Sebastiaan Reinders, Head of Investment Science at NN Investment Partners comments: “Asset managers have high expectations for the outcome of the climate change conference in Glasgow. The 150,000 paragraphs contain diverse but optimistic views on the expected real world outcomes from the COP26. The research shows professional investors expect coordinated, meaningful and actionable agreements on climate policy will be reached this time.”
Ambitious climate goals
Asset managers mentioned CO2 emissions in 33% of their ESG-related publications this year compared to 6% in 2016. They mostly focus on setting mid-term goals for the proportion of their investments to be managed in line with a net zero policy, according to the text analysis. They often mention 2025 and 2030 as target dates. Most asset managers say they are working on more detailed net zero goals for their investments. The research found multiple mentions of “roadmap” and “framework” for net zero emissions in their publications.
Combining climate goals and post-Covid recovery plans is often cited as an opportunity to “build back better”. They expect an improved framework for financial and technical assistance to help lower income countries contribute to climate goals.

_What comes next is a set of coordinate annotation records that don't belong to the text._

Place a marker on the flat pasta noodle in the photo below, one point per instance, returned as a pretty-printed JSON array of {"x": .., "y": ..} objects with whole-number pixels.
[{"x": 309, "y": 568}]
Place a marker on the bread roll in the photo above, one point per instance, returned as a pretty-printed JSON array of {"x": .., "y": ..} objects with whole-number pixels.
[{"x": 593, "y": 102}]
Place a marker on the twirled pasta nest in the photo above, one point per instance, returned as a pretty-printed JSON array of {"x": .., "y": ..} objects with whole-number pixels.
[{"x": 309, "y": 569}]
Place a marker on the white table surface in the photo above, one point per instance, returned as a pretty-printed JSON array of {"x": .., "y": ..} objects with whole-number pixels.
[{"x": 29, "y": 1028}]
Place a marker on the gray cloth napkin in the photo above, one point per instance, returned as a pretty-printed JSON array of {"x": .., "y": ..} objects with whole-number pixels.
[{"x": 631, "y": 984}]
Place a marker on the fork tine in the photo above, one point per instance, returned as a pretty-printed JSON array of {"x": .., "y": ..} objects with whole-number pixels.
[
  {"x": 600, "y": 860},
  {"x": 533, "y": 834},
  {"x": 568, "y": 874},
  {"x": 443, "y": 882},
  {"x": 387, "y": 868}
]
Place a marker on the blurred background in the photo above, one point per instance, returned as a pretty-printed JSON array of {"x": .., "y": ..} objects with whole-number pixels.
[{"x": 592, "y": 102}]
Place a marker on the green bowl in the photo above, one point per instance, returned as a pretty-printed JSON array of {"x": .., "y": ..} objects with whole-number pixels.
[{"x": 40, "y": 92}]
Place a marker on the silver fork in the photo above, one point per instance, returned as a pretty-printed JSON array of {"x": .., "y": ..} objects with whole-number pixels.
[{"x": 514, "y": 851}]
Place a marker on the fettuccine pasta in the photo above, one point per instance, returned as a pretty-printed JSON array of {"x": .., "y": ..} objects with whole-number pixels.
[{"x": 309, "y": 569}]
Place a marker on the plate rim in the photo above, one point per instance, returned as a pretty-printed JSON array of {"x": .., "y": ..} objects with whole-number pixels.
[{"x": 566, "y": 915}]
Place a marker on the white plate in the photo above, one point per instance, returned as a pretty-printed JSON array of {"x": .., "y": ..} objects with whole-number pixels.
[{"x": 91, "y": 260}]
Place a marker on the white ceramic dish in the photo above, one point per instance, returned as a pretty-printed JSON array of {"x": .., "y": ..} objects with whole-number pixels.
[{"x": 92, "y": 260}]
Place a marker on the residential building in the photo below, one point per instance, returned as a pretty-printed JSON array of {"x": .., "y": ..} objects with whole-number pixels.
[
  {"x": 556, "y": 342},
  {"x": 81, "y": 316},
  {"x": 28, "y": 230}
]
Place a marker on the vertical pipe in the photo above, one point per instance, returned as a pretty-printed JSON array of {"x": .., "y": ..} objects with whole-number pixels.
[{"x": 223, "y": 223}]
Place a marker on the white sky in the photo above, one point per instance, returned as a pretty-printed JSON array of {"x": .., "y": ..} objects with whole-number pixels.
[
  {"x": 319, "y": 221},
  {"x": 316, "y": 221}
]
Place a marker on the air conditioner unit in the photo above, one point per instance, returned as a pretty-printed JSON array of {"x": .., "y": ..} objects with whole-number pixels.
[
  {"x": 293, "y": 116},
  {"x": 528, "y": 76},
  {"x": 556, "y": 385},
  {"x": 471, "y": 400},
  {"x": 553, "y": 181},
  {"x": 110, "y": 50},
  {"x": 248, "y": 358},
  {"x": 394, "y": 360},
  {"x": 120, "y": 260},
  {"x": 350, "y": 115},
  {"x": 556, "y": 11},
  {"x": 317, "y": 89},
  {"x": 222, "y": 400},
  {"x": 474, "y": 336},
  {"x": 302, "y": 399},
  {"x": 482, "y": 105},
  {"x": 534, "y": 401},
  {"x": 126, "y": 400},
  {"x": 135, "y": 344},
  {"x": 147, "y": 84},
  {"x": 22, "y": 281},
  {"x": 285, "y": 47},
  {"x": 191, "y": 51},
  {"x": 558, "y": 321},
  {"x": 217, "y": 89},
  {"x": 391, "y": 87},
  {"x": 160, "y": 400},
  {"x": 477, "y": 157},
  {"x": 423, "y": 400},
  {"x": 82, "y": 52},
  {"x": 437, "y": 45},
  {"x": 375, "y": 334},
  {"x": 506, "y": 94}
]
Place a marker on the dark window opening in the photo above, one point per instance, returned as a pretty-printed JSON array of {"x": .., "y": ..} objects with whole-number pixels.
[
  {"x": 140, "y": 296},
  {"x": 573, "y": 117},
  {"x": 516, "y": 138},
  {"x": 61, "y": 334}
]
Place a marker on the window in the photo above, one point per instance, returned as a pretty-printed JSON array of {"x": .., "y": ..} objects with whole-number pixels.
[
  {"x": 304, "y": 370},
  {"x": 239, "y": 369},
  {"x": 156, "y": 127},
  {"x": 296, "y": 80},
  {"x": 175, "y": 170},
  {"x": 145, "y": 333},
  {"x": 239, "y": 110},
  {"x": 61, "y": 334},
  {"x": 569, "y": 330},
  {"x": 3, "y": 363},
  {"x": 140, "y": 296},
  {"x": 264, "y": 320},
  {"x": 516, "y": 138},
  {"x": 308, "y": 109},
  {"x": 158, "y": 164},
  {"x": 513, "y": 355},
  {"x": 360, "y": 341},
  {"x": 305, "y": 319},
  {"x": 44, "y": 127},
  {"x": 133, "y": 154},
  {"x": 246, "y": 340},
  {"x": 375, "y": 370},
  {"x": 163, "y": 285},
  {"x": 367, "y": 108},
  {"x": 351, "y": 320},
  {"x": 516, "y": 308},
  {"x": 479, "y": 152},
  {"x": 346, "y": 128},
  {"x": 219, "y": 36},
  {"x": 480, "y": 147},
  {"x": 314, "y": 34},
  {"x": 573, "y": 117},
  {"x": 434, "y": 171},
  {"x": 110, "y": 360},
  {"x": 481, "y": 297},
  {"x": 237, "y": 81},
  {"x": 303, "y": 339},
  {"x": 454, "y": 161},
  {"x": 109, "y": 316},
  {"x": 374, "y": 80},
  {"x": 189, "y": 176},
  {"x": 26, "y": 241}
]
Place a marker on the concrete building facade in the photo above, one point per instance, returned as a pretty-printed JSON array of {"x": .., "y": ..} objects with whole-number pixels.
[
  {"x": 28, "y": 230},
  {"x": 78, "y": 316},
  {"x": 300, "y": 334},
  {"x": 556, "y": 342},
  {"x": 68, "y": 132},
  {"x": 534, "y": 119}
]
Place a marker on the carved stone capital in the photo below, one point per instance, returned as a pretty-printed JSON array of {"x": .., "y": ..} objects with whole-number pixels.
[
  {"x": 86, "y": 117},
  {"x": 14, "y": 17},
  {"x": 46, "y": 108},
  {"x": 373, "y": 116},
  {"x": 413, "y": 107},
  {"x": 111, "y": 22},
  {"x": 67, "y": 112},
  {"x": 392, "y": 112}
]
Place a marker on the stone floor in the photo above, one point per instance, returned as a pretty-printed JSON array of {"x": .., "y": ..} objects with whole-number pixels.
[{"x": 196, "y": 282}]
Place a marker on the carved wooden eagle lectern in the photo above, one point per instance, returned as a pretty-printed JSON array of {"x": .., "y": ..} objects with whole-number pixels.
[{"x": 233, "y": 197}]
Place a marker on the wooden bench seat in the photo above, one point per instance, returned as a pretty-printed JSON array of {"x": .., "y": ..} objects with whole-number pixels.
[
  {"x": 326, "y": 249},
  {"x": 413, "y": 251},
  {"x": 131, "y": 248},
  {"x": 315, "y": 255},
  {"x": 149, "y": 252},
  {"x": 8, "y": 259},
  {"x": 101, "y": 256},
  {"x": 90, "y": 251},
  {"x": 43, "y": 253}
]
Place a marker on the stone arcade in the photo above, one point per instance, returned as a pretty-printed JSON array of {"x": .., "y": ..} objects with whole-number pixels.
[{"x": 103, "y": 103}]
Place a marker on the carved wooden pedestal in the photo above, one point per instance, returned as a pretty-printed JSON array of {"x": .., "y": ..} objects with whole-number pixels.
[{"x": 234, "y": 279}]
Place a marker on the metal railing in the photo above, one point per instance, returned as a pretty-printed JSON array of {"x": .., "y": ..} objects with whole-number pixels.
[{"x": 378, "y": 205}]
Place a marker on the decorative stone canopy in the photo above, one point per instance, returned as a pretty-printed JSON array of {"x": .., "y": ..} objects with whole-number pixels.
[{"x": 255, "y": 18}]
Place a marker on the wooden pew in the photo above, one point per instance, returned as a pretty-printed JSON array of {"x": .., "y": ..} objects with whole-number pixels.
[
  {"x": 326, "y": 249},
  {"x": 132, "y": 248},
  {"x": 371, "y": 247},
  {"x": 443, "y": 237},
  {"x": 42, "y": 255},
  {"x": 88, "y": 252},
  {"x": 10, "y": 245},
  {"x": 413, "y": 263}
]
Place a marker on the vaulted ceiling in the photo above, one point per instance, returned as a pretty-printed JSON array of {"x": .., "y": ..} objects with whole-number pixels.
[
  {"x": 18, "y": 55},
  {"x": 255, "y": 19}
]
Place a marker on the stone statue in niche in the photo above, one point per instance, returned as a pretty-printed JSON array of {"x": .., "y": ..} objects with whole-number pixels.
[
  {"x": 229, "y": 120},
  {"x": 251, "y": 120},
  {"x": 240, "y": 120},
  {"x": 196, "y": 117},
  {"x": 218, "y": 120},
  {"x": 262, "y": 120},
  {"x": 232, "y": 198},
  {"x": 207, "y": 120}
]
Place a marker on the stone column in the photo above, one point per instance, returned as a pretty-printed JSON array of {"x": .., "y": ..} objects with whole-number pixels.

Not only are asset managers expecting to become more detailed in how they contribute to a net zero world, countries will have to become more detailed in how they plan to achieve carbon neutrality, according to the analysis of asset managers’ publications. Roadmaps per sector or industry with clear (interim) goals are commonly cited ways to achieve this.
Growth in ‘green’ securities
Asset managers’ responsible investing publications show a broad consensus on the growth of green securities. A rising supply of new green securities may drive down the price of existing similar securities, such as green bonds and impact equities. However, asset managers expect that the new supply will be absorbed by increasing overall demand as attention on climate change increases.
NN IP currently expects green bond issuance to jump 25% in 2022 to around EUR 500 billion, and the total could be even higher depending on how fast the EU looks to issue more green bonds. Social bonds and sustainability bonds also are expected to see significant increases in issuance next year.
COP 26 creates a shift in sentiment
Many asset managers have already started to announce net zero emission targets. This will accelerate around COP 26. Investors are also increasingly focused on evaluating their portfolios from a climate risk perspective. One result of COP26 could very well be a permanent shift in sentiment towards greenhouse gas intensive sectors.
Adrie Heinsbroek, Chief Sustainability Officer at NN Investment Partner comments: “We hope COP26 will lead to breakthroughs and new commitments on finance goals on climate, higher ambitions from major economies in line with the Paris Agreement and stronger contributions of countries that lag behind. Whatever the outcome, we will remain steadfast in our climate commitments and continue to team up with other market participants.”
“We have a key role to play in financing the transition to a low carbon economy and in combatting global warming. We will shortly announce how much of our assets under management will be aligned with the goal of achieving net zero emissions by 2050 as part of the Net Zero Asset Manager Initiative.”